Friday, 28 March 2008

Plastic in the middle of nowhere

Photo by Flickr user angrysunbird. Creative Commons licence.

The plastic waste pictured above was found in the skeleton of an albatross chick which starved to death because its parents fed it too much plastic flotsam. This plastic flotsam fills the stomach, making the chick feel full when it wasn't. The parents collect the flotsam because flying fish lay their eggs on it.

The BBC recently reported on the Midway Islands, which is more or less in the centre of the North Pacific Gyre, clockwise currents in the Pacific also known as the Great Pacific Garbage Patch because of the amount of plastic waste that accumulates there.

The Midway Islands are the home to many endangered species including the Laysan albatross and all are in danger of choking, starving or drowning because of the plastic in the area. It is thought that every single one of the two million albatrosses living there have some plastic inside them.

That story is horrifying enough, but another telling of the toxic threat brings it even closer to home.
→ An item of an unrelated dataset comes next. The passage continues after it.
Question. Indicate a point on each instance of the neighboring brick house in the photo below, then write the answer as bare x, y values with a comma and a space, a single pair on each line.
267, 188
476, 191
Researchers have known for a time that plastics in sea water will accumulate toxins such as DDT in concentrations several thousand times greater than in the water itself.

Research on stretches of shoreline has shown that, at the microscopic level, plastic pollution is far worse than feared. The risk is that the toxins may be released when inside any animal which eats the plastic, with the potential of it entering the food chain.

The most worrying thing is the durability of plastic, and the very long term threat it may impose on our own heath as well as that of marine wildlife.

There are some superb photos of albatrosses in flight on A Fish Blog.